# Name the missing part



## Notagoat (9 mo ago)

And where I can get one….
Yes, I know I am all over the place, but trying to not spend any more until I get car in my name… ( out of state title, and signed in wrong spot). Anyways, for the ac, I know i am
Missing the two end connector ducts ( thought I saw them here at one pint. So not really worrying about those, more about what’s missing from where inhave circled, pretty sure it’s a vacuum actuator thing, as it attaches to the flap by the heater door, no clue if a hose is in place to got there yet, but need to find that part, so…. What’s I called and does anyone have one??
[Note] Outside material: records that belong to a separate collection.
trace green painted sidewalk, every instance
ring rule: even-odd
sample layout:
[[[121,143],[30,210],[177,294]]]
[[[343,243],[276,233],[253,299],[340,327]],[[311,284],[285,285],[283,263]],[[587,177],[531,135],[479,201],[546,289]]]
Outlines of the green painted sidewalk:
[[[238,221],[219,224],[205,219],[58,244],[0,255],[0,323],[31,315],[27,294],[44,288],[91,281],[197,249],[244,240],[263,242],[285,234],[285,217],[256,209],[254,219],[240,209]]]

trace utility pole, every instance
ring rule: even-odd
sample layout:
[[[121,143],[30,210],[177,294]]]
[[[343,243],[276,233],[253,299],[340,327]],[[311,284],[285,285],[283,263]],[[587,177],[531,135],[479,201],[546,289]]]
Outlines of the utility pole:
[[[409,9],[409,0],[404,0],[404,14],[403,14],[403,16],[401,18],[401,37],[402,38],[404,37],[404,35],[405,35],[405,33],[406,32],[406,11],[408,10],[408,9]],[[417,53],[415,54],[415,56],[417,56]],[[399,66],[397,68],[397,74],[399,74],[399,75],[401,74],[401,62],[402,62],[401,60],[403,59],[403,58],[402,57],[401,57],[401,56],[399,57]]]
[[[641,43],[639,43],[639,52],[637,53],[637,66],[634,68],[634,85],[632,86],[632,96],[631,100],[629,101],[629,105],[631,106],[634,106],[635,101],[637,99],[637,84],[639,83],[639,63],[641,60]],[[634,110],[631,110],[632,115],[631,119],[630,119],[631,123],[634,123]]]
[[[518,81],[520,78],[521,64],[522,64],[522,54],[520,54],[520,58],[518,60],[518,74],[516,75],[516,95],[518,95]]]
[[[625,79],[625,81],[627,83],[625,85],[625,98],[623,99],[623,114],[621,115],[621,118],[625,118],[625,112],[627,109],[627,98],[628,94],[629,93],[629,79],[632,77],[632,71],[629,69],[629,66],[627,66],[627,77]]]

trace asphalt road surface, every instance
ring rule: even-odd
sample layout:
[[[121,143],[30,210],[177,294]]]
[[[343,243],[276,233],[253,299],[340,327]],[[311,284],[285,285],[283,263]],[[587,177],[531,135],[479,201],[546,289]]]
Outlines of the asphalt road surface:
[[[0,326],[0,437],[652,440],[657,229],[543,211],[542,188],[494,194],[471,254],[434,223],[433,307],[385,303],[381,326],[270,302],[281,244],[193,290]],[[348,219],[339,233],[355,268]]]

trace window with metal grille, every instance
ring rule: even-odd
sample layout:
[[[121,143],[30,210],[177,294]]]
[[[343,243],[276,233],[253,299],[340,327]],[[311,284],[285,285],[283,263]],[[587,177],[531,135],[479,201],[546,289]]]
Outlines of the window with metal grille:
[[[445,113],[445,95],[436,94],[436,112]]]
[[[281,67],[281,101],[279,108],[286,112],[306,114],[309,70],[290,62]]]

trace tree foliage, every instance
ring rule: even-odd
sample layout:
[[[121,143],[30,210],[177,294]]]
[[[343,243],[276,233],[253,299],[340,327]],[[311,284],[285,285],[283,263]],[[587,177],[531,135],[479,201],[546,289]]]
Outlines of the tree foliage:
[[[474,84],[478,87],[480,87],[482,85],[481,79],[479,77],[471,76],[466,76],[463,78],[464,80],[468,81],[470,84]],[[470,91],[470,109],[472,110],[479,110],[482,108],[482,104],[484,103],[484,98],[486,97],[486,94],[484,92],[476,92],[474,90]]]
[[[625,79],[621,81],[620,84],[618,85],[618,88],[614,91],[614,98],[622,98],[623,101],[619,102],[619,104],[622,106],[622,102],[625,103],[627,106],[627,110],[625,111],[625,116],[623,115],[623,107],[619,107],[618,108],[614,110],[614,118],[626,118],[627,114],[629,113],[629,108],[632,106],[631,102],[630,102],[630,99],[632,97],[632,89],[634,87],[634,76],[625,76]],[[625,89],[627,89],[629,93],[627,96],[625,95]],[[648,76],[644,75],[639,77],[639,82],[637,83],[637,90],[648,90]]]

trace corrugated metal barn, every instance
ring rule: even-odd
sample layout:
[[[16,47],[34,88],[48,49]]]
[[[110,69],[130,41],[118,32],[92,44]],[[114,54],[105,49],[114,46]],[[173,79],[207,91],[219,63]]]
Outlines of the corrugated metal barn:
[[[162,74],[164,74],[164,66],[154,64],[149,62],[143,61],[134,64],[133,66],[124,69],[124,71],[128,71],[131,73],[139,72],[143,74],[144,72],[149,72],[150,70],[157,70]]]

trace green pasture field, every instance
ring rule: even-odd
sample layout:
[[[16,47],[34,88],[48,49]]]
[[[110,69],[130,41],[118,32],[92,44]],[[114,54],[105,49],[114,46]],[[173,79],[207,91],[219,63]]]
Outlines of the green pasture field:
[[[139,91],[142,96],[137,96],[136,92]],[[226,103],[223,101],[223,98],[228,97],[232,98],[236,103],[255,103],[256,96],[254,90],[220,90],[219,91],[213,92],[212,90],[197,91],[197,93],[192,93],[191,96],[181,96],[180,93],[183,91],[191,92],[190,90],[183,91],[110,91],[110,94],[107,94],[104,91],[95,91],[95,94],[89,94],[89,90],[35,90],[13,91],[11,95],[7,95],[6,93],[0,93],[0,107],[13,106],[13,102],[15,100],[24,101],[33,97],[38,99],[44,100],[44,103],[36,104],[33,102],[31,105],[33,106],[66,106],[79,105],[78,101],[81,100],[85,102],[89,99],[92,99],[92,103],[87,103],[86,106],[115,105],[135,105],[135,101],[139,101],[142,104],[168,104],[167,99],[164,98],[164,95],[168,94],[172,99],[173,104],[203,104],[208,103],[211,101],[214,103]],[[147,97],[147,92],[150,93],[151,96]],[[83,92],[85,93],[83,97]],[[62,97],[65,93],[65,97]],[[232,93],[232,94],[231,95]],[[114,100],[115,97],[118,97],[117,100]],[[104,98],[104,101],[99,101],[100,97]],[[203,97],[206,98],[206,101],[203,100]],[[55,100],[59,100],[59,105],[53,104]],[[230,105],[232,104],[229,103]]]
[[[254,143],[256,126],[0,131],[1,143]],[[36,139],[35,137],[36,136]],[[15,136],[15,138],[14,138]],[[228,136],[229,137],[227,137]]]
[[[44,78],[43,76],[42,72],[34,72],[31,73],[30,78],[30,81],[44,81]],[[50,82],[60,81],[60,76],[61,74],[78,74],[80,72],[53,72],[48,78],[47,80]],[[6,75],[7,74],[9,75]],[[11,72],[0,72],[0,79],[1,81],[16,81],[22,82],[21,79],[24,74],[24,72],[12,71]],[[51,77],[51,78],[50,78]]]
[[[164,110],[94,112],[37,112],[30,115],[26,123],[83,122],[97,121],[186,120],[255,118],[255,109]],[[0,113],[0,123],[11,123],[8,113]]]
if this in the wrong sub forum please feel free tomove, I figured that this is inside the car so it would be ok here


----------



## Notagoat (9 mo ago)

I have done some digging on Google pictures, looks like it’s not a vacuum actuator, seems to be a linkage thing that hooks to ac heat selector with a cable, cannot find it in Ames or opgi, so still looking for it, also a name to help me google it properly


----------



## AZTempest (Jun 11, 2019)

If it's what I'm thinking it is than I can get some detailed pictures off of my 67 that I have out. Most likely different but maybe close enough if it will help you with identification.


----------



## Notagoat (9 mo ago)

Thant would be be great, many thanks!!


----------



## Notagoat (9 mo ago)

Ok, I found a picture of what’s missing, but I had to do a screen shot of a YouTube video, have reached out to the channel as it a guy that restore heater boxes,,,


----------



## 1969GPSJ (Feb 26, 2020)

his may help 








1969 GTO LEMANS UNDERDASH AC PARTS


69 GTO LE MANS TEMPEST UNDER DASH OR INSTRUMENT PANEL AC DUCTS AND PARTS




www.chicagomusclecarparts.com


----------



## Notagoat (9 mo ago)

Already looked there, it says part 22, with a hand written 18775, but no listing ( or part name) but thanks for looking


----------



## BLK69JUDGE (Jun 10, 2010)

I have one I can pull if needed


----------



## Notagoat (9 mo ago)

Yes please, will pm you address so you can give me a price, also, I saw on another paint you were offering a set of rally gauges to a guy, if he doesn’t want them, i am interested in those too, but only if he says he doesn’t want them, don’t want to piss anyone off!!

thanks

Darren


----------